Hal ini disampaikan alumnus Pesantren Lirboyo itu dalam acara pembukaan Konferensi Cabang (Konfercab) PCINU Amerika Serikat-Kanada yang digelar secara daring pada Sabtu (7/8) malam.
Kiai Said menjelaskan, orang paham agama Islam harus paham Al-Qur'an terlebih dahulu. Dalam Al-Qur'an sendiri, ada macam-macam ayat, mulai dari yang muhkamāt (jelas), mutasyābihāt (samar), muthlaqah (absolut), muqayyadah (bersyarat), Aam (umum), khaas (khusus), nasikhah (menghapus hukumnya), mansukhah(dihapus hukumnya) dan seterusnya.
“Walhasil, kita ikut Madzhab Syafi’i karena Imam Syafi’I berhasil menggagas sebuah metode, cara berpikir mengenai Qur’an, namanya ilmu Ushūlul Fiqh, yaitu prinsip-prinsip memahami istinbath, istidlal dari Qur'an dan Hadits,” terangnya.
Kalau sudah paham Al-Qur'an, lanjut Kiai Said, belum cukup, harus kembali ke Hadits. Hal ini karena di Qur'an masih banyak butuh penjelasan. Ia mencontohkan, dalam Al-Qur'an ada perintah shalat 62 kali, tetapi Al-Qur'an tidak menjelaskan nama shalat itu apa dan berapa kali shalat sehari semalam. Penjelasan itu adanya di Hadits.
“Oleh karena itu kita tidak bisa meninggalkan Hadits. Kalau enggak pakai Hadits kita enggak ngerti. Namanya shalat saja kita enggak ngerti. Berapa shalat yang wajib sehari-semalam saja kita nggak ngerti kalau enggak pegang Hadits,” kata kiai kelahiran 3 Juli 1953 tersebut.
Sesudah Al-Qur’an dan Hadits pun, lanjut Kiai Said, masih belum cukup karena Hadits tidak menjelaskan bagaimana caranya shalat, berapa dan apa saja komponennya. Di sinilah peran para ulama mujtahid seperti Imam Syafi’i, ber-ijtihad dengan pemahaman cerdasnya, sehingga memutuskan bahwa komponen shalat ada 17 (tujuh belas). Keputusan ini kemudian disepakati semua imam mujtahid dan disebut ijma’ (konsensus).

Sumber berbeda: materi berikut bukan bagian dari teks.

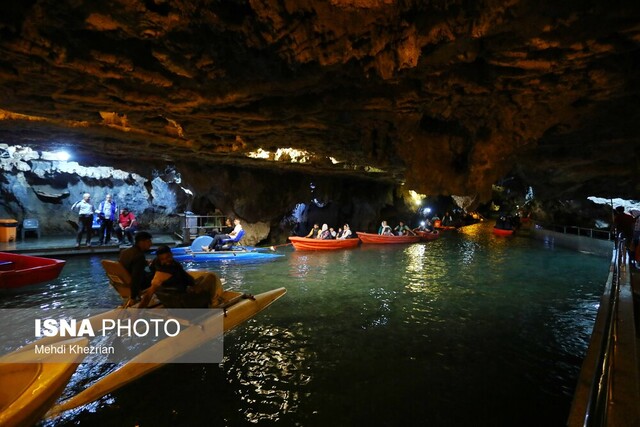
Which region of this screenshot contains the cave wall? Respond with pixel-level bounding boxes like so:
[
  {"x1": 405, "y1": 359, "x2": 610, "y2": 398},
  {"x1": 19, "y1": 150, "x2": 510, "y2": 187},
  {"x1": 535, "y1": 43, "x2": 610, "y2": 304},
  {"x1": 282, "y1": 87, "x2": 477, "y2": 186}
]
[{"x1": 0, "y1": 145, "x2": 409, "y2": 244}]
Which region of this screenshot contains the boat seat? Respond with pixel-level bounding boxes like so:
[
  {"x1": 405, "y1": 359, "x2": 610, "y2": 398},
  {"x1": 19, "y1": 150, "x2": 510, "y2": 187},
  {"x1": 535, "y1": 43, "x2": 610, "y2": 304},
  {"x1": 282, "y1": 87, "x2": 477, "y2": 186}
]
[
  {"x1": 0, "y1": 261, "x2": 14, "y2": 271},
  {"x1": 220, "y1": 229, "x2": 245, "y2": 250},
  {"x1": 101, "y1": 260, "x2": 132, "y2": 301},
  {"x1": 21, "y1": 218, "x2": 40, "y2": 240}
]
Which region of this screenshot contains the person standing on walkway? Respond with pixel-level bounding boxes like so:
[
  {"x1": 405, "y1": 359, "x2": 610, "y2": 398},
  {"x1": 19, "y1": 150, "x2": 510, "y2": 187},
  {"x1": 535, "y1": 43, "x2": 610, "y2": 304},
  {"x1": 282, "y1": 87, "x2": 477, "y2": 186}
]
[
  {"x1": 71, "y1": 193, "x2": 94, "y2": 248},
  {"x1": 96, "y1": 194, "x2": 118, "y2": 245}
]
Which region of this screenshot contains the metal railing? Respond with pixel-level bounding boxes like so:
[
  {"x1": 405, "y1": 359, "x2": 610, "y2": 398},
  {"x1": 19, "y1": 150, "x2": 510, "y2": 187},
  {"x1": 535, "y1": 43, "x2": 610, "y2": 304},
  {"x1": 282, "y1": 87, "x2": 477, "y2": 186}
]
[
  {"x1": 538, "y1": 223, "x2": 613, "y2": 241},
  {"x1": 176, "y1": 214, "x2": 227, "y2": 244},
  {"x1": 567, "y1": 237, "x2": 640, "y2": 426}
]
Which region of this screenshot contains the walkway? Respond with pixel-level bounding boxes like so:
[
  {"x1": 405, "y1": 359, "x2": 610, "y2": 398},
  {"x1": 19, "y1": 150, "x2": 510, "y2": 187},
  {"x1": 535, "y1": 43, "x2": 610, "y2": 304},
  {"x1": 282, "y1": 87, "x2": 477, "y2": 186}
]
[{"x1": 0, "y1": 233, "x2": 180, "y2": 257}]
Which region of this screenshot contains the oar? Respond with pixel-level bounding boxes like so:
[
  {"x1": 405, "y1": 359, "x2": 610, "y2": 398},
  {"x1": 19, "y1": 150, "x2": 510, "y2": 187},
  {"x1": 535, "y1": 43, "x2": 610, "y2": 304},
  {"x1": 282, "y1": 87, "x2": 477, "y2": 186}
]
[
  {"x1": 268, "y1": 242, "x2": 292, "y2": 251},
  {"x1": 252, "y1": 242, "x2": 292, "y2": 252}
]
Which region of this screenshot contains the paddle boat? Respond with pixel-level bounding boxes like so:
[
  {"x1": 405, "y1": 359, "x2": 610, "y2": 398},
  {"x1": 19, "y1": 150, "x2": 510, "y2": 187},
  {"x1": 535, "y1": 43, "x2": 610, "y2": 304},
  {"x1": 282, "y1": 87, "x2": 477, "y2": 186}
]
[
  {"x1": 171, "y1": 236, "x2": 284, "y2": 263},
  {"x1": 16, "y1": 260, "x2": 287, "y2": 419},
  {"x1": 288, "y1": 236, "x2": 360, "y2": 250},
  {"x1": 0, "y1": 252, "x2": 65, "y2": 289},
  {"x1": 414, "y1": 230, "x2": 440, "y2": 241},
  {"x1": 357, "y1": 232, "x2": 421, "y2": 244},
  {"x1": 0, "y1": 337, "x2": 89, "y2": 427}
]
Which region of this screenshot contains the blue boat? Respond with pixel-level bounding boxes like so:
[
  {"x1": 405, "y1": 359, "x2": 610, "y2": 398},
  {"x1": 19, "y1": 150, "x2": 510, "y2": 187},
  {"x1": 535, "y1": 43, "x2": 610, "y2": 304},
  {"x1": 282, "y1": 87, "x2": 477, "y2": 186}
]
[{"x1": 171, "y1": 236, "x2": 284, "y2": 263}]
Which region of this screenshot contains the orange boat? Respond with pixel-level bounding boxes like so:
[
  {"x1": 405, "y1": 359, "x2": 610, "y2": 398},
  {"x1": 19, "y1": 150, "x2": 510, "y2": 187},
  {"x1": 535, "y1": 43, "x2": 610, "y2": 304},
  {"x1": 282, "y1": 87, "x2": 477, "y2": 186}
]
[
  {"x1": 492, "y1": 227, "x2": 515, "y2": 237},
  {"x1": 357, "y1": 232, "x2": 421, "y2": 244},
  {"x1": 288, "y1": 236, "x2": 360, "y2": 251},
  {"x1": 415, "y1": 230, "x2": 440, "y2": 241}
]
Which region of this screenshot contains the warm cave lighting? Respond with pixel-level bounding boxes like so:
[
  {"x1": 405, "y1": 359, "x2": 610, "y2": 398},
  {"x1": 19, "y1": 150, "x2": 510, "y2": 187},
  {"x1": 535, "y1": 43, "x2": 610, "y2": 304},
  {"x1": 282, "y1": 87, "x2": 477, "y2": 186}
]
[
  {"x1": 408, "y1": 190, "x2": 426, "y2": 206},
  {"x1": 246, "y1": 147, "x2": 310, "y2": 163}
]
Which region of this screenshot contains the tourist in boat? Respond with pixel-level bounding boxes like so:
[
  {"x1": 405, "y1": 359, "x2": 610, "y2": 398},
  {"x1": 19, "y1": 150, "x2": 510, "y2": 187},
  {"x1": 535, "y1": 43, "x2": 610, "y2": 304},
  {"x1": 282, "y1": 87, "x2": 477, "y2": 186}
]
[
  {"x1": 329, "y1": 227, "x2": 337, "y2": 239},
  {"x1": 142, "y1": 245, "x2": 224, "y2": 308},
  {"x1": 96, "y1": 194, "x2": 118, "y2": 245},
  {"x1": 305, "y1": 223, "x2": 320, "y2": 238},
  {"x1": 442, "y1": 212, "x2": 453, "y2": 226},
  {"x1": 394, "y1": 220, "x2": 415, "y2": 236},
  {"x1": 205, "y1": 218, "x2": 242, "y2": 251},
  {"x1": 378, "y1": 221, "x2": 393, "y2": 236},
  {"x1": 495, "y1": 214, "x2": 514, "y2": 230},
  {"x1": 318, "y1": 224, "x2": 332, "y2": 239},
  {"x1": 119, "y1": 231, "x2": 153, "y2": 300},
  {"x1": 337, "y1": 224, "x2": 352, "y2": 239},
  {"x1": 208, "y1": 217, "x2": 233, "y2": 238},
  {"x1": 116, "y1": 207, "x2": 137, "y2": 245},
  {"x1": 70, "y1": 192, "x2": 95, "y2": 248}
]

“Jadi seperti yang kita lakukan ini, dalam shalat sehari-hari itu hasil ijtihad Imam Syafi’I,” tegasnya.
Kiai Said kemudian memberi contoh. Kalau ada orang berkata, misalkan, “Saya shalat langsung dari pemahaman Al-Qur’an dan Hadits sendiri. Tidak taqlid kepada Imam Syafi’i.” tetapi saat ditanya ”kamu belajar dari mana shalatnya?” dijawab “dari ayah saya, dari ibu saya sejak kecil”.

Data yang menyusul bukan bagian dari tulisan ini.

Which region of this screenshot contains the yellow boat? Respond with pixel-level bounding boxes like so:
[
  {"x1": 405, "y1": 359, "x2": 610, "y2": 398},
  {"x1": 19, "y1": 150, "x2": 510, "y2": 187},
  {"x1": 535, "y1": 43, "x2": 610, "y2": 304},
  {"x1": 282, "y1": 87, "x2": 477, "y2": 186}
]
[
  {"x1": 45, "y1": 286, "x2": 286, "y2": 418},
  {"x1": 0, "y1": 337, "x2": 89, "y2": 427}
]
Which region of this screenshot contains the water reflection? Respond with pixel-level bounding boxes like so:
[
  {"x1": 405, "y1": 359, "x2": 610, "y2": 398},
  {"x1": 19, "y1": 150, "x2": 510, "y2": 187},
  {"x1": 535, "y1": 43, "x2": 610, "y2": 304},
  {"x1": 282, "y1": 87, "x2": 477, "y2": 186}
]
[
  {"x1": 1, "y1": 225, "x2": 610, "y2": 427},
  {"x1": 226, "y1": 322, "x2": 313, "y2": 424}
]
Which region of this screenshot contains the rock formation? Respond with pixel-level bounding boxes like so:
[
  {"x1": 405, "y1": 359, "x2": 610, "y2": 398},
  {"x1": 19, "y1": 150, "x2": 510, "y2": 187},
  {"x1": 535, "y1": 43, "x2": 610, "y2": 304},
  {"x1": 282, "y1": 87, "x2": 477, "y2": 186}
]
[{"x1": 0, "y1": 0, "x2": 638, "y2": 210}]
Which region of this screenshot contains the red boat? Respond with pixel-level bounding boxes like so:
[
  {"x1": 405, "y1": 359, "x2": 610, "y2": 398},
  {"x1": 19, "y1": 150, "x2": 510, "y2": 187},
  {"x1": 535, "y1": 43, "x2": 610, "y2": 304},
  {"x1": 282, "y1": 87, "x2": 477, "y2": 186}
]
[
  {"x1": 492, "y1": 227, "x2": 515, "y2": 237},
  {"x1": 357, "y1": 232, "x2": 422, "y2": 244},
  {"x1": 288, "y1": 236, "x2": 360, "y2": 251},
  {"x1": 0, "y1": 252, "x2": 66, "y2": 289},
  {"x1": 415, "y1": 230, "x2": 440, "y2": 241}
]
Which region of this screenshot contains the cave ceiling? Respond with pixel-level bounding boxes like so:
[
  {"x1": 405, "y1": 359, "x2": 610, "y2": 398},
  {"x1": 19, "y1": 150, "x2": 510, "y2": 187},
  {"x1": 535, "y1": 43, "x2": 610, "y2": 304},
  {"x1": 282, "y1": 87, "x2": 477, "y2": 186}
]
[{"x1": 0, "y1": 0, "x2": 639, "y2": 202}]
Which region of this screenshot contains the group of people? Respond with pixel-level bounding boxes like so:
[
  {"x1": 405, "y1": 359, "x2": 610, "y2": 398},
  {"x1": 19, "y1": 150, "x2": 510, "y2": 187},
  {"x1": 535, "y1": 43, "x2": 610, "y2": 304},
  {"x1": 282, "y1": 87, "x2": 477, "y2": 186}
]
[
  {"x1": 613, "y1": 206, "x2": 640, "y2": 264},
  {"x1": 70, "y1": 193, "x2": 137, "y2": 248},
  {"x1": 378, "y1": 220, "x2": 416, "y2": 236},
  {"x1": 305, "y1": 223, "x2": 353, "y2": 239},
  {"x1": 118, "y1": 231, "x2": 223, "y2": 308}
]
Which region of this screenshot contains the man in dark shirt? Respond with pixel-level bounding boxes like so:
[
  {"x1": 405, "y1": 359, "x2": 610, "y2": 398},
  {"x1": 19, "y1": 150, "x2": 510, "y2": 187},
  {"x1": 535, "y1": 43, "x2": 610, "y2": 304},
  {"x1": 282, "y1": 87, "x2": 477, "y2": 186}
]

“Itu namanya taqlid,” jelasnya.
"Tadinya mengatakan tidak taqlid kepada Imam Syafi’i, tapi mengatakan belajar dari ayah, dari ibu sejak kecil, dari imam mushala di sebelah rumah, itu namanya taqlid. Nanti imam mushallanya dari gurunya. Gurunya dari gurunya, dari gurunya, dari gurunya, mentok pada Imam Syafi’i," tegasnya.

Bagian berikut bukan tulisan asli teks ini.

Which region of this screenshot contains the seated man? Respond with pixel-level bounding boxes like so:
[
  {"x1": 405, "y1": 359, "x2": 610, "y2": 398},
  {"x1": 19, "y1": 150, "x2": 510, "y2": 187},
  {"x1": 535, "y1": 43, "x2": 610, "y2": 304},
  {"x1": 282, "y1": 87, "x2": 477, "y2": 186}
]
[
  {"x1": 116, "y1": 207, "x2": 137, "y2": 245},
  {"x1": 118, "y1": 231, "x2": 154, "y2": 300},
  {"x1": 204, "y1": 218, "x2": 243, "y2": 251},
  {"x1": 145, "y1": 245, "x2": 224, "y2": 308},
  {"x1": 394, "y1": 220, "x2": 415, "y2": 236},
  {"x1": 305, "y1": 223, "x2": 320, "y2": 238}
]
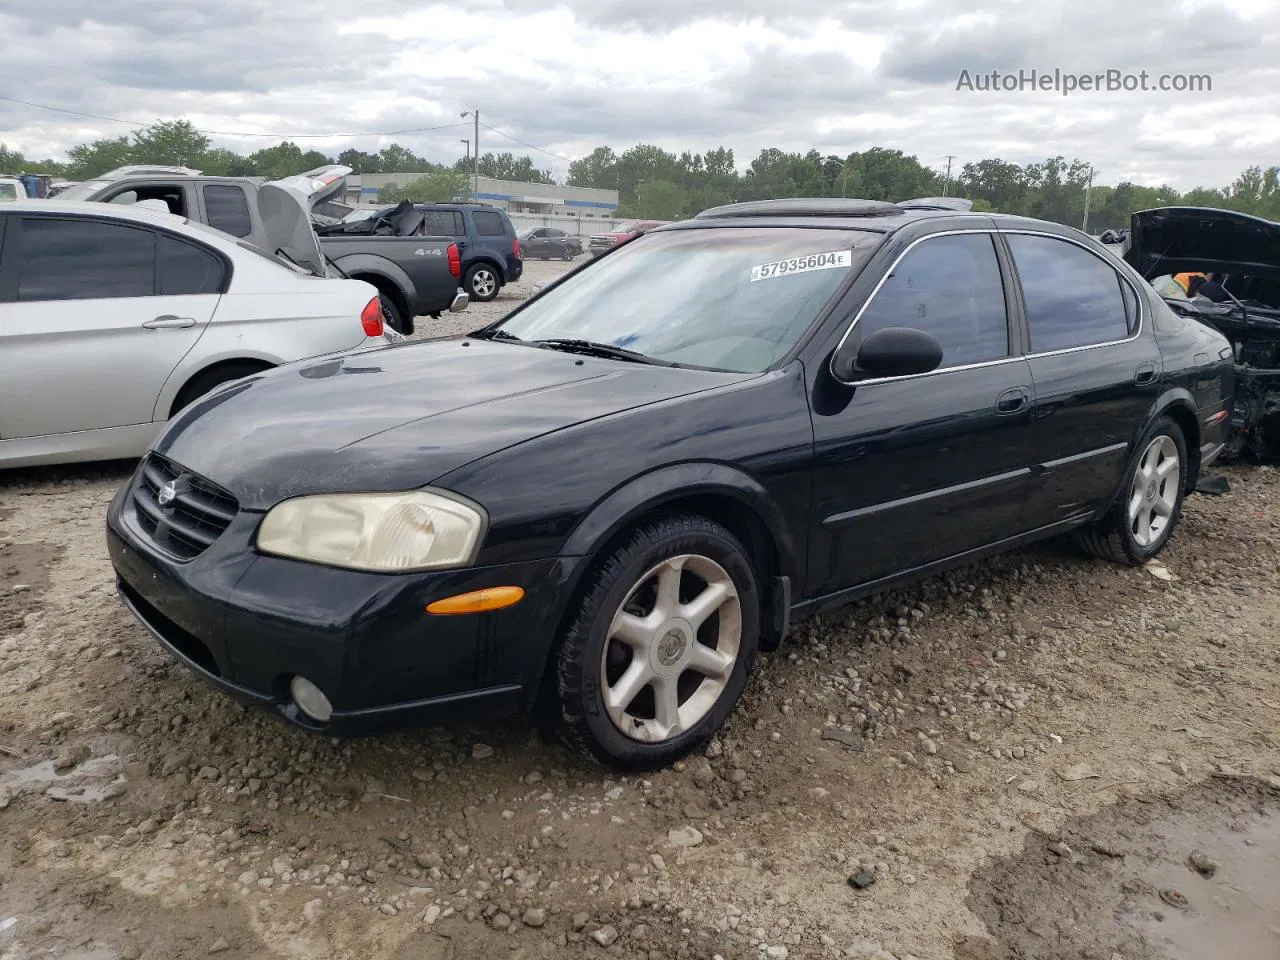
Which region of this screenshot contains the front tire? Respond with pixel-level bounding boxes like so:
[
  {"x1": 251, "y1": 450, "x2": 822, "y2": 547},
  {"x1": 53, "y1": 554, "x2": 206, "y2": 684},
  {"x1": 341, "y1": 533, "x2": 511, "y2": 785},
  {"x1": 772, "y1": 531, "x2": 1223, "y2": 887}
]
[
  {"x1": 465, "y1": 264, "x2": 500, "y2": 302},
  {"x1": 1076, "y1": 415, "x2": 1188, "y2": 564},
  {"x1": 553, "y1": 514, "x2": 760, "y2": 770}
]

Imam Syafi’i murid Imam Malik. Imam malik murid Imam Rabiah. Imam Rabiah murid Imam Kharijah. Imam Kharijah putra Zaid bin Tsabit. Sahabat Zaid murid Rasulullah saw, karena sahabat.
“Artinya, kita ikut Imam Syafi’i itu artinya kita juga nyambung dengan shalatnya Rasulullah saw. Kita enggak mungkin kalau enggak taqlid dengan Imam Syafi'i. Contohnya Imam Syafi'i, contohnya. Salah satu madzhab empat yang kita contohkan Imam Syafi'i, gitu aja,” jelas ketua umum PBNU dua periode itu.
Masih menekankan pentingnya bermadzhab, kali ini kiai yang kerap kali memakai batik itu memberi contoh lain.
Kalau ada orang berkata: “Saya langsung saja Qur’an dan Hadits.” Coba saya tanya: “Hadits paling sahih menurut Anda apa, haditsnya siapa?”
“Imam Bukhari yang paling sahih. Kita cukup pegang Qur’an dan Hadits Bukhari, sudah cukup,”
“Eh, Mas, Mas, Ustadz. Imam Bukhari yang haditsnya paling sahih itu, yang ada 4000 hadits sahih di kitabnya itu. Beliau menyaring dari 600.000 menjadi 4000 yang sahih saja itu Imam Bukhari taqlid, bermadzhab kepada Imam Syafi’i,” ungkap Kiai Said.
Imam Bukhari namanya Muhammad bin Ismail al-Bukhari. Beliau wafat tahun 256 H. Sedangkan Imam Syafii Lahir tahun 150 H dan wafat tahun 204 H.(Umur 54 tahun).
“Alhamdulillah, kita Nahdliyin berprinsip: harus bersyariah, bermadzhab kepada salah satu dari imam empat. Kita Indonesia semuanya madzhab Syafi’i,” pungkas kiai yang menyukai lagu-lagu Ummi Kultsum itu, bersyukur.